I’m not sure if I have something configured incorrectly or if this is normal but I have a couple backup sets set up for movies and tv shows that are 3tb and 4.5tb, respectively. I am running duplicati in a docker in unraid. I use google drive as my destination. The initial backups took a long time, as expected, but when it runs backups now they can each take up to 2 days to complete. It looks like it is scanning/hash checking every single file in the backup set even if they have not been modified… is that right? Can I have it skip over these files and only touch new ones? From what I’ve been able to research it should skip over files that it doesn’t see as modified, but it’s doing something to each one. Movie files that are around 15gb are being processed for many minutes. I’m using basically the default settings, I only adjusted the schedule and switched retention to smart backup retention. I just want to know if what I have is normal, and if it is, is there a way to speed this up?

ts678 · August 9, 2019, 2:19pm

Welcome to the forum @romanodog

I think the intent is that a file gets scanned *if* it “changes”. An example of the testing process is below:

2019-06-22 11:39:53 -04 - [Verbose-Duplicati.Library.Main.Operation.Backup.FilePreFilterProcess.FileEntry-CheckFileForChanges]: Checking file for changes C:\PortableApps\Notepad++Portable\App\Notepad++\backup\webpages.txt@2019-06-19_213642, new: False, timestamp changed: True, size changed: True, metadatachanged: True, 6/22/2019 3:20:41 PM vs 6/20/2019 1:42:25 AM

Viewing the Duplicati Server Logs at Verbose level might show you findings but could be swamped with output if you have many files. Advanced options –log-file and –log-file-log-level=verbose might be better.

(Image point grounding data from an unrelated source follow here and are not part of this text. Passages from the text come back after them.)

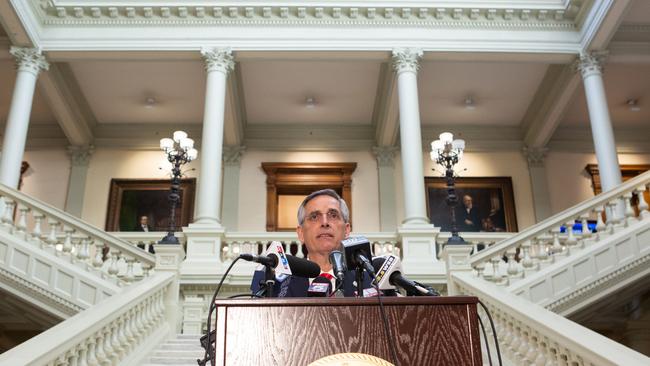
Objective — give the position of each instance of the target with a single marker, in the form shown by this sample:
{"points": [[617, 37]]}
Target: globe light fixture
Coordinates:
{"points": [[179, 151], [447, 152]]}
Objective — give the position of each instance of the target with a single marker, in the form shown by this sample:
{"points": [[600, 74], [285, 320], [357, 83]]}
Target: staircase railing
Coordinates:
{"points": [[542, 244], [89, 247], [120, 330], [531, 335]]}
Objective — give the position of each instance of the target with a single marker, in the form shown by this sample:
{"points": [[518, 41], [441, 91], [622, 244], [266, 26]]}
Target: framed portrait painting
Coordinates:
{"points": [[131, 199], [484, 204]]}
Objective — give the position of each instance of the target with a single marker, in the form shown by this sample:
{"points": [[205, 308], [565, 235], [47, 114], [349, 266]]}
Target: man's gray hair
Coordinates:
{"points": [[345, 212]]}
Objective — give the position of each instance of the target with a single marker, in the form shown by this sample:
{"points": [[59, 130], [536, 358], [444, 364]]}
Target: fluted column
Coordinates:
{"points": [[590, 66], [29, 62], [406, 64], [418, 236], [218, 63], [79, 160], [386, 173], [538, 181], [231, 167]]}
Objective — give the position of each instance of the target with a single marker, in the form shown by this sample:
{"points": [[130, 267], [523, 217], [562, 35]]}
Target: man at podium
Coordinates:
{"points": [[323, 222]]}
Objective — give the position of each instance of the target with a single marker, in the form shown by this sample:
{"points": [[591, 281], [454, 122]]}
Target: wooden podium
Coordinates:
{"points": [[298, 331]]}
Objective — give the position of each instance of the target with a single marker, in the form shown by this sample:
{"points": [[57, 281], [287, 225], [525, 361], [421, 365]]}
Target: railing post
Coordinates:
{"points": [[457, 259], [192, 315], [168, 259]]}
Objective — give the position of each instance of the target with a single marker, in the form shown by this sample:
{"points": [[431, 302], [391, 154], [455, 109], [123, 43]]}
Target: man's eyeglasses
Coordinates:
{"points": [[317, 216]]}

Viewing the log files of a backup job will show you lots of statistics such as below. Can you post some?

ModifiedFiles: 3
ExaminedFiles: 422
OpenedFiles: 3
AddedFiles: 0
SizeOfModifiedFiles: 29902239
SizeOfAddedFiles: 0
SizeOfExaminedFiles: 402112849
SizeOfOpenedFiles: 29902239

You can see in above that in this backup only a few of the files seen were seen as modified, so scanned. Maybe your results are different, but statistics are a good initial way to see what other factors to look into.